Ou peut-être qu’à l’intérieur même de l’Église, certains, inquiets des dérives modernistes qui s’imposent et qui pourraient trouver une pleine citoyenneté avec le prochain Synode sur la synodalité, songent à commencer à considérer sérieusement les thèses de Cionci et peut-être à ouvrir un front de controverse avec le pontife, en remettant en cause sa légitimité. C’est ce qu’a tenté de faire il y a quelques mois Mgr Carlo Maria Viganò, ancien nonce aux États-Unis et aujourd’hui l’un des plus grands opposants du pape François, qui a dépoussiéré le livre de Socci et déclaré que « la légalité de ce conclave et la régularité de l’élection de Bergoglio n’ont jamais fait l’objet d’un examen approfondi ».

Au crédit du Pape François, le « front anti-bergoglien » est très divisé en interne, tout comme le camp traditionaliste, et il est donc très difficile d’émettre l’hypothèse d’une stratégie commune qui pourrait d’une manière ou d’une autre conduire à des initiatives clamées.
En réalité, les théories de Cionci sont rejetées non seulement dans le camp bergoglien, mais aussi dans une grande partie du front conservateur où, au-delà de la critique légitime de l’œuvre du pontife, personne n’est prêt à se lancer dans des aventures sur fond de sédévacantisme. En effet, épouser les thèses contenues dans le « Codice Ratzinger » reviendrait à affirmer qu’aucun pontife succédant à François ne serait légitime et que le leadership de l’Église resterait à jamais vacant.

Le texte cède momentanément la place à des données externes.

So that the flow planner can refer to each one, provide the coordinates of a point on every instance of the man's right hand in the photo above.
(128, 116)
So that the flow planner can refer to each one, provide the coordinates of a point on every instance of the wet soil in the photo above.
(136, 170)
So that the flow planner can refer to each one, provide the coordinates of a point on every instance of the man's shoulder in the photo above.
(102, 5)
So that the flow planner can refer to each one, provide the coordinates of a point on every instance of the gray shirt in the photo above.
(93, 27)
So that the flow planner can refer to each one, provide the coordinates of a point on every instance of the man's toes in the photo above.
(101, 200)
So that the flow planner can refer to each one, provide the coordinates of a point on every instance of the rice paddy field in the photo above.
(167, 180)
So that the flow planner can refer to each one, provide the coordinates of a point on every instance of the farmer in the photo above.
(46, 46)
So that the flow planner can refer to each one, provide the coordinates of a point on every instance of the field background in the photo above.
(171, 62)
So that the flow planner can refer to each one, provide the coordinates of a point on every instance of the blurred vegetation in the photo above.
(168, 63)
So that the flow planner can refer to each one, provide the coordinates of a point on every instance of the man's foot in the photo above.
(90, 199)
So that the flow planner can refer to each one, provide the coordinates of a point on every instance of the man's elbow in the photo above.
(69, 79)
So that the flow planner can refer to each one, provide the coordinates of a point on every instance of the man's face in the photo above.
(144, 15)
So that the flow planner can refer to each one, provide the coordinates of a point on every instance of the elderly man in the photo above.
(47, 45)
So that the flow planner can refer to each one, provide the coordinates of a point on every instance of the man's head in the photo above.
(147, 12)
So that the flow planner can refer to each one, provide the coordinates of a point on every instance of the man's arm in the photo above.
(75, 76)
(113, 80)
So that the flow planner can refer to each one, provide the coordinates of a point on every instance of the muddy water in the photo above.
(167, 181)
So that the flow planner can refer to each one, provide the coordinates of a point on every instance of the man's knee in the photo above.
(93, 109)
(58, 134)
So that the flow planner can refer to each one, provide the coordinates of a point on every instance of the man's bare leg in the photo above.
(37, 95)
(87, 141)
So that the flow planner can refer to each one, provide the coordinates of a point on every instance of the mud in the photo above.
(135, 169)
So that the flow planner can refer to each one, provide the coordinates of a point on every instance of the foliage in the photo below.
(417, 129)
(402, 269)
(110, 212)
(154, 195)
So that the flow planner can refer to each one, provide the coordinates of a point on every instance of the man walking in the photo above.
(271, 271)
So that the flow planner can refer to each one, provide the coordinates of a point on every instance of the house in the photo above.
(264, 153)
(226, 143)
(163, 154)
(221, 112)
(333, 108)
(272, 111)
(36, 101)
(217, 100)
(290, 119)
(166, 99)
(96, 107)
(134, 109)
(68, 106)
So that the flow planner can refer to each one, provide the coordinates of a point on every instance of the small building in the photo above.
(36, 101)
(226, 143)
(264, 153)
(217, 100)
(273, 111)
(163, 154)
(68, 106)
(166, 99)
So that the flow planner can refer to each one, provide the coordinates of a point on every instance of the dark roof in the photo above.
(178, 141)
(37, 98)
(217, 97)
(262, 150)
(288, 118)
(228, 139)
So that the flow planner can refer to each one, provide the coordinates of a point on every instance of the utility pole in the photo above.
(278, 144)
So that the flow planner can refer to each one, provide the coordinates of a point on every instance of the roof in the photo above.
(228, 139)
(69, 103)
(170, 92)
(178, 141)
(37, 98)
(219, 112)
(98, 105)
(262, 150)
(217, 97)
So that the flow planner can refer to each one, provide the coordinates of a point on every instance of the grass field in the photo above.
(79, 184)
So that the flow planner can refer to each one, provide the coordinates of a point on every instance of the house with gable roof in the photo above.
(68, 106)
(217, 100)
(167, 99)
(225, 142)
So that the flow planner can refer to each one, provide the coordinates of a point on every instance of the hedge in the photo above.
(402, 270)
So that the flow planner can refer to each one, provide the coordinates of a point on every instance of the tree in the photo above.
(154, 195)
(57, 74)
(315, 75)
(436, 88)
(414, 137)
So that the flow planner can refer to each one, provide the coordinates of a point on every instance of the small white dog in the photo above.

Il convient également de souligner que les théories d’une démission invalide et d’un Siège empêché ont été publiquement démenties par Mgr Georg Ganswein, ancien secrétaire particulier de Benoît XVI, qui a au contraire confirmé que Ratzinger a toujours considéré le pape François comme son successeur légitime [ndt: mais Mgr Gänswein a toujours soutenu publiquement, contre l’évidence désormais avérée, qu’il y avait une continuité substantielle entre Benoît XVI et François, « au-delà des divergences normales de personnalité ». Ce qui rend ses propos hautement suspects (mais je suppose qu’il ne peut pas faire autrement, peut-être même a-t-il fait un serment à Benoît XVI qui ne souhaitait certainement pas détruire l’Eglise)].

Il n’en reste pas moins que Benoît XVI risque de faire plus de bruit mort que vivant [ndt: pas pour cette seule raison, n’en déplaise à l’auteur!!!].